Life on the boat is pretty simple. You wake up early and eat breakfast. Then enjoy your
first landing of the day and take a billion photos while pinching yourself to make sure you're not dreaming. Then you head back to the boat, wait for lunch to be served while looking at your photos and sharing stories from the landing. Lunch consists of an appy, a main and a dessert buffet. The pastry chef was from Chile and this was his fourth season. He went nuts with the cakes, but I pretty much just ate fruit. The Chef and Sous Chef, both Chilean were experiencing their first season!
Then you will have another landing after lunch or a zodiac cruise and once again you take a billion photos. The zodiac cruises were a ton of fun. Getting a worms eye view of massive amazing icebergs is quite unique and humbling!
Following the zodiac cruise or afternoon landing we would have afternoon tea time, complete with COOKIES, not biscuits, and sandwichs.

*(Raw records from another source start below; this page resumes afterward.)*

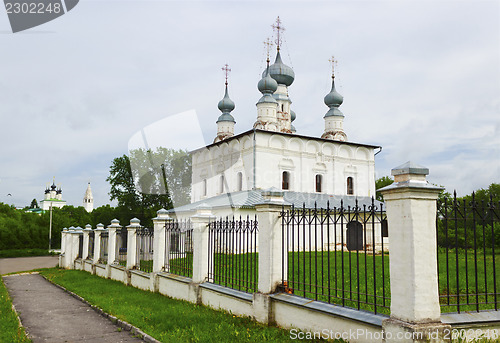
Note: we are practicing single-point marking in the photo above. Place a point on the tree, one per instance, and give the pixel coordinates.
(148, 180)
(381, 183)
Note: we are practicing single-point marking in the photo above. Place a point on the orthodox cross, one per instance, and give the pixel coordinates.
(268, 44)
(278, 28)
(333, 62)
(226, 70)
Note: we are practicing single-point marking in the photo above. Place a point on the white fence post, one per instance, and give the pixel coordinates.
(270, 241)
(132, 242)
(97, 242)
(159, 240)
(411, 214)
(115, 225)
(86, 233)
(200, 223)
(62, 256)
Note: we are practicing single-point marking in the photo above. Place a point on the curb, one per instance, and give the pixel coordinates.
(118, 322)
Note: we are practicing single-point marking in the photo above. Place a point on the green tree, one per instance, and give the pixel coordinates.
(381, 183)
(148, 180)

During this time we would once again look at our photos and swap the best ones with each other. While we waited for dinner to be served we would often hangout on the bow of the boat snapping a million more photos, drink beer or wine,
or play cards! Cards became the norm for us in the evenings. Dinner would consist of three courses, just like lunch and plenty of wine. We would tell stories of your previous travels, get to know each other and play more cards. Rob lost all the time, dude you need to make an ap. for Ipod that teaches you how to become a WINNER, that woud be the opposite of useless! Just kidding Rob, your good shit!

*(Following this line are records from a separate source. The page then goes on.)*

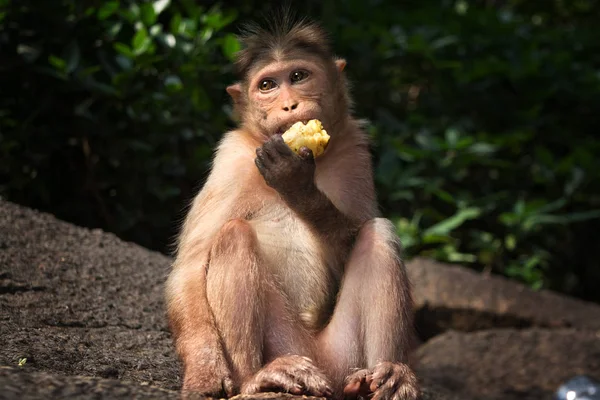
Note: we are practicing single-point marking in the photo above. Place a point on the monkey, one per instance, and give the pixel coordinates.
(286, 278)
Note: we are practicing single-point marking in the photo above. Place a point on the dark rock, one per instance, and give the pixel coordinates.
(453, 297)
(83, 313)
(508, 364)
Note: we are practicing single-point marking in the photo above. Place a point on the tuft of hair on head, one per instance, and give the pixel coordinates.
(277, 37)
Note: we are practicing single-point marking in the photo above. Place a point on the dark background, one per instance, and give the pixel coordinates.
(483, 114)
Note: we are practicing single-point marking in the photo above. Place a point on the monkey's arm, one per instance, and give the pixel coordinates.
(197, 338)
(292, 175)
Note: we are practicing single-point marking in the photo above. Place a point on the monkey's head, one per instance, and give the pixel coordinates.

We made a habit out of doing a rather loud and boisterous cheers like a hundred times each dinner. I think it was the group of energetic Argentinians that started this 6 day tradition. And on the final night while adrift in the Beagel Channel we went overboard with our cheers. We pretty much had our glasses raised the entire night while yelling on the top of our lungs. We took our tomfoolery to the Bridge and included the sailors and officers! They appreciated the gesture. We went from table to table to raise our glasses in celebration of our previous 9 days of awesomeness. It was a great exchange of cultures while onboard and we all have amazing memories that will
last a life time.
We had one amazing afternoon sailing slowly through a bay famous for its whale activity! The sun decided to join the party and the clouds parted. For the first time we could see the mountains in their entirety and breathtaking views. The water acted as a deep and vibrant blue mirror bouncing the scenery back. You could take a picture of the water and think you had just taken a picture of the mountains, it was that smooth. Only the floating icebergs would give it away. The whales were amazing, gentle giants blowing the ocean water into the sky to announce their presence only for their tails to wave good bye!

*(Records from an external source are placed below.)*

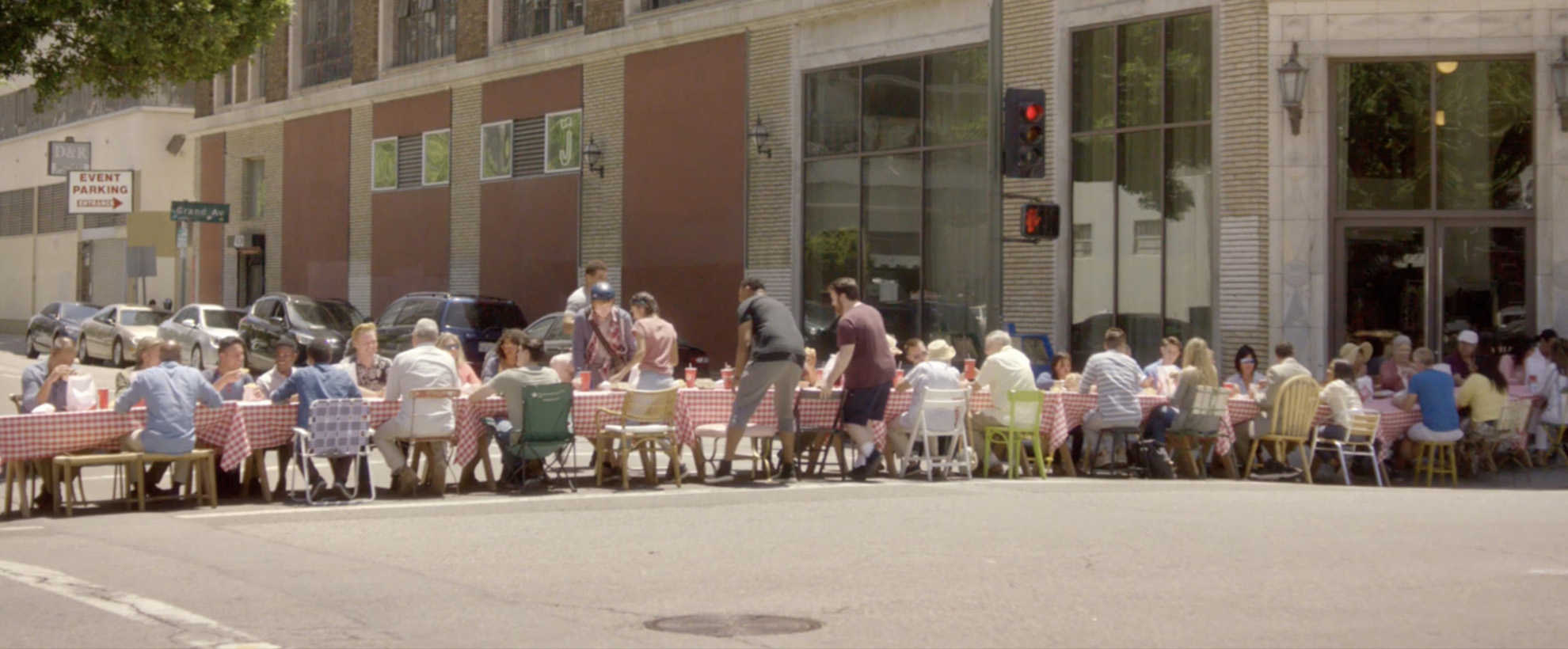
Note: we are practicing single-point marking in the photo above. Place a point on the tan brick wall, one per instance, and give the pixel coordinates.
(1243, 121)
(267, 143)
(360, 206)
(466, 188)
(603, 14)
(769, 179)
(367, 44)
(1029, 273)
(472, 28)
(604, 99)
(276, 68)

The chef´s decided to take advantage of this incredible day and we had a bbq for dinner that night. Imagine luminescent icebergs the size of houses floating by on deep radiat blue smooth water with majestic gleamy white mountains as your backdrop. Now add the occasional whale tail, playing seals and curious penguins to the mix and you have a "backyard" bbq you will never forget.
While traveling on the Drake Passage, you mostly sleep. Those of us who took motion sickness
pills would sleep anyways, while the rest would play more cards. The Drake was kind to us pretty much both ways. The return trip was peaceful and gave us time to edit our photos, swap videos and our favorite pictures and exchange travel plans and contact information.
The ten days onboard the Antarctic Dream was exactly that, a dream. Antarctica is unlike any place on earth. After we landed back in Ushuaia, Cecilia, Marc and I decided to do a day hike in Tierra Del Fuego National Park. It´s one of the most beautiful parks you will experience, with large foxes, and windbent trees towering high above. BUT after seeing Antarctica, we were rather bored, making jokes at how shitty it was! Perito Moreno Glacier..pppfffttt.. BIG DEAL we saw thousands of those in their natural habitat even! HA, obviously we are joking, but the point is clear, Antarctica is something so very special. Please go there, it's with in your grasp!